Akkoord dat in een vacuum TA onzinnig is. Maar als er genoeg mensen zijn die er in geloven (en algoritmes die er naar handelen) wordt het een self-fulfilling prophecy. En dan werkt het misschien wel. Niet om de reden dat het hoort te werken, maar omdat de "regels" door genoeg gebruikers worden geloofd die er dan naar handelen.
Ja maar als daar 'technische' indicatoren voor zijn, dan zou dat gemakkelijk kunnen gefrontrunned worden door algo's (wat trouwens gebeurde vroeger door de Goldman Sachsen van de wereld en dan soms korte periode lukte).
Dat je dat zelf aan je pc probeert met de meest basic 'signalen', lijkt mij moedig, maar nogal onrealistisch dat dat beter zou doen dan die algo's of een index op lange termijn.
Wat betreft psychologische marktschommelingen voorspellen, bestaat daar al lang een beschrijving van (met het risico weer als pseudo intellectueel beschimpt te worden, maar ik kan er ook niet aan doen dat alles wat hier verkondigd wordt al 500x debunked is, als je wat interesse hebt in wat vroeger ook geprobeerd werd):
Keynes, 'The general theory', hoofdstuk 12, deel 5:
It happens, however, that the energies and skill of the professional investor and speculator are mainly occupied otherwise. For most of these persons are, in fact, largely concerned, not with making superior long-term forecasts of the probable yield of an investment over its whole life, but with
foreseeing changes in the conventional basis of valuation a short time ahead of the general public. They are concerned, not with what an investment is really worth to a man who buys it “for keeps”, but with what the market will value it at, under the influence of mass psychology, three months or a year hence.

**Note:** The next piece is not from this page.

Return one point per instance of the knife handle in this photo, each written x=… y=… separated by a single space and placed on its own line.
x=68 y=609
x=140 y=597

This battle of wits to anticipate the basis of conventional valuation a few months hence, rather than the prospective yield of an investment over a long term of years, does not even require gulls amongst the public to feed the maws of the professional; — it can be played by professionals amongst themselves. Nor is it necessary that anyone should keep his simple faith in the conventional basis of valuation having any genuine long-term validity. For it is, so to speak,
a game of Snap, of Old Maid, of Musical Chairs — a pastime in which he is victor who says Snap neither too soon nor too late, who passes the Old Maid to his neighbour before the game is over, who secures a chair for himself when the music stops. These games can be played with zest and enjoyment, though all the players know that it is the Old Maid which is circulating, or that when the music stops some of the players will find themselves unseated.
It is not a case of choosing those which, to the best of one’s judgment, are really the prettiest, nor even those which average opinion genuinely thinks the prettiest.

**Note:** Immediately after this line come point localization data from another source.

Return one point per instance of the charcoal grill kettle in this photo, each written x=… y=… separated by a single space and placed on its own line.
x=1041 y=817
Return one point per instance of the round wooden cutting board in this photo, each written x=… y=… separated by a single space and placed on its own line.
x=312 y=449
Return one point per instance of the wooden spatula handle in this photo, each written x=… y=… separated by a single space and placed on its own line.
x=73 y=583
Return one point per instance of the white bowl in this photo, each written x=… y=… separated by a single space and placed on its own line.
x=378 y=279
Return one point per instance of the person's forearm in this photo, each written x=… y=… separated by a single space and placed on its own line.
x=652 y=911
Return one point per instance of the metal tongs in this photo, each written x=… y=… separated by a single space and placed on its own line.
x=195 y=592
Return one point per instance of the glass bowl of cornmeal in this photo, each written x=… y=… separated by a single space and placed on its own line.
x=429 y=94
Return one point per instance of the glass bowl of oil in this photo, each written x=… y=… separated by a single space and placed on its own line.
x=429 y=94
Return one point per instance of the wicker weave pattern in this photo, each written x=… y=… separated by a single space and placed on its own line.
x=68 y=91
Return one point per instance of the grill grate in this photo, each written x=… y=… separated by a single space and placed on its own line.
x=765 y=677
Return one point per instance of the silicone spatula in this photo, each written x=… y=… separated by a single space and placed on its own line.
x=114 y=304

We have reached the third degree where we devote our intelligences to anticipating what average opinion expects the average opinion to be. And there are some, I believe, who practise the fourth, fifth and higher degrees.
If the reader interjects that there must surely be large profits to be gained from the other players in the long run by a skilled individual who, unperturbed by the prevailing pastime, continues to
purchase investments on the best genuine long-term expectations he can frame (= fundamentele analyse), he must be answered, first of all, that there are, indeed, such serious-minded individuals and that it makes a vast difference to an investment market whether or not they predominate in their influence over the game-players.
Moreover, life is not long enough; —
human nature desires quick results, there is a peculiar zest in making money quickly, and remoter gains are discounted by the average man at a very high rate. The game of professional investment is intolerably boring and over-exacting to anyone who is entirely exempt from the gambling instinct; whilst he who has it must pay to this propensity the appropriate toll.